I have a dataframe of people and I am trying to express their age with decimals in the dataframe relative to a specific date that I am getting from the name of the CSV. This code works until I get to a leap year in my dataset.
So for 2016-people.csv
I have the following:
name,dob
John,1989-12-14
Luc,1985-01-10
Picard,1987-10-13
Patrick,1986-02-19
Swayze,1987-06-10
My code is as follows:
# get csv from directory
df = pd.read_csv(csv, index_col=0, parse_dates=["dob"])
# form date string
date_string = re.split(r'\s|-', csv)[0] + '0915'
d_date = pd.to_datetime(int(date_string),format='%Y%m%d', errors='coerce')
# adding age column
df['age'] = df['dob'].apply(
lambda x: (d_date.year - x.year -
((d_date.month, d_date.day) < (x.month, x.day)))
)
# calculating fraction of year passed since last birthday
df['fractional_age'] = df['dob'].apply(
lambda x: (d_date - pd.to_datetime(x.replace(year=d_date.year))).days / 365.25
if (x.month, x.day) <= (d_date.month, d_date.day)
else (d_date - pd.to_datetime(x.replace(year=d_date.year - 1))).days / 365.25
)
df['age'] = df['age'] + df['fractional_age']
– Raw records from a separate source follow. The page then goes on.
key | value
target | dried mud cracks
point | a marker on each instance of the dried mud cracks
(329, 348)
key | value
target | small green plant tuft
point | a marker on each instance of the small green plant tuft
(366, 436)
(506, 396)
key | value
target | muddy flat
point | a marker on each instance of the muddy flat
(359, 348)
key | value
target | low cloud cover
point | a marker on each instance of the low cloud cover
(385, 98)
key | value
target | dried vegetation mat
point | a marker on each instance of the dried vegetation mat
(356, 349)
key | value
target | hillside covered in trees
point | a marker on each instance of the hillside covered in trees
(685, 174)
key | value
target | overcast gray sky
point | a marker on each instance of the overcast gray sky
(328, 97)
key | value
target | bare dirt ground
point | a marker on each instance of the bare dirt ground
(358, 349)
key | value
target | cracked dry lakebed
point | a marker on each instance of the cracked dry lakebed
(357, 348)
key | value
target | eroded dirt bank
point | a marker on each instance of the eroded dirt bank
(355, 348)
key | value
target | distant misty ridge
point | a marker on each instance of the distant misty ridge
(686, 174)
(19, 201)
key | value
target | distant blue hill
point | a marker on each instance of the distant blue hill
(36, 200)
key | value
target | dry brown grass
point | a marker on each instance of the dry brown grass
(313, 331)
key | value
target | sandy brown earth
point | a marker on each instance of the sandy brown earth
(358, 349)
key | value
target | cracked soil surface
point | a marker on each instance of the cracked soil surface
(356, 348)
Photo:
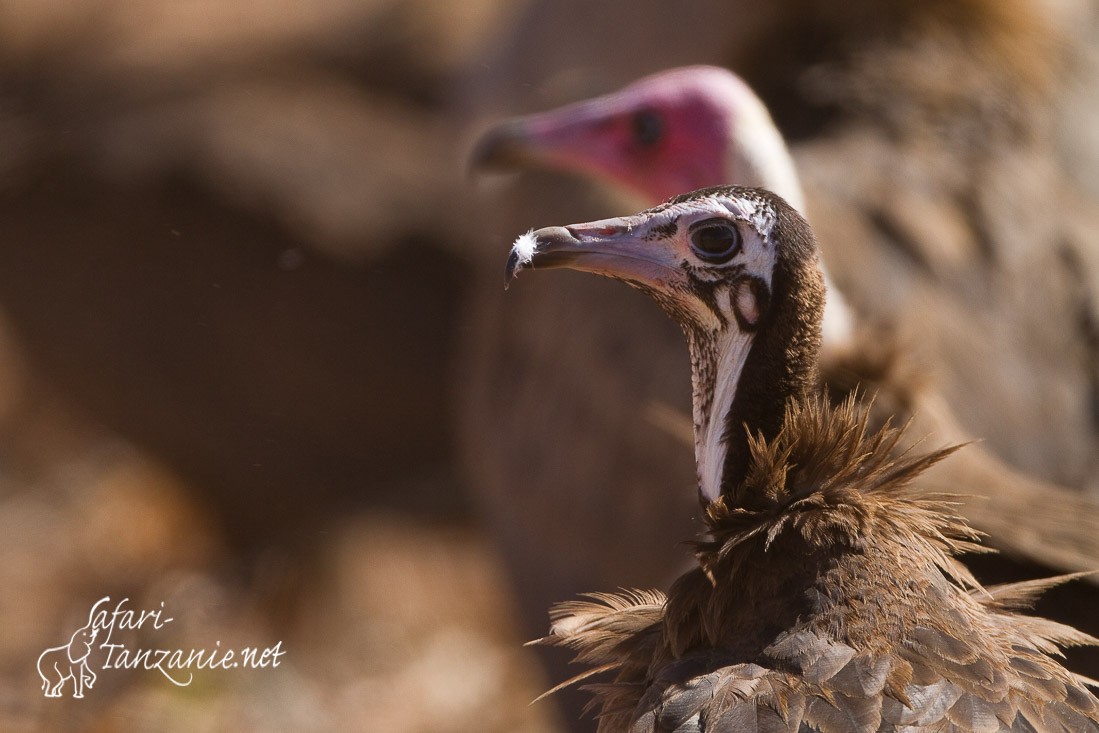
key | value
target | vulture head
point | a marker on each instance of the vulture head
(737, 269)
(668, 133)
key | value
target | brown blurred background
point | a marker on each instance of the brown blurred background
(236, 250)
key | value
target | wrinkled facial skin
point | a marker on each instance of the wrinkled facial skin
(659, 136)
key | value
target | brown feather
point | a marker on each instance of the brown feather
(831, 602)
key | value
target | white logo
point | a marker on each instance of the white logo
(70, 662)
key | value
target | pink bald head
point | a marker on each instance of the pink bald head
(668, 133)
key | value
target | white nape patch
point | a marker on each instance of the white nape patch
(762, 218)
(710, 446)
(524, 247)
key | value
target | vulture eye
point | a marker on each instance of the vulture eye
(715, 240)
(647, 128)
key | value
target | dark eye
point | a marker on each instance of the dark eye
(715, 240)
(647, 128)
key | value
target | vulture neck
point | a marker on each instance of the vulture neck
(744, 381)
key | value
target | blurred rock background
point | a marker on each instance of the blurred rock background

df = df.drop(columns=['fractional_age'])
Which works. I get the following:
name,dob,age
John,1989-12-14,26.7556468172484
Luc,1985-01-10,31.6817248459958
Picard,1987-10-13,28.9253935660506
Patrick,1986-02-19,30.5722108145106
Swayze,1987-06-10,29.2655715263518
However, if I pass a CSV into this function that contains a dob on February 29th of a leap year, it throws the following value error:
File "...\addage.py", line 22, in add_age
df['fractional_age'] = df['dob'].apply(
^^^^^^^^^^^^^^^^
File "...\AppData\Roaming\Python\Python311\site-packages\pandas\core\series.py", line 4630, in apply
return SeriesApply(self, func, convert_dtype, args, kwargs).apply()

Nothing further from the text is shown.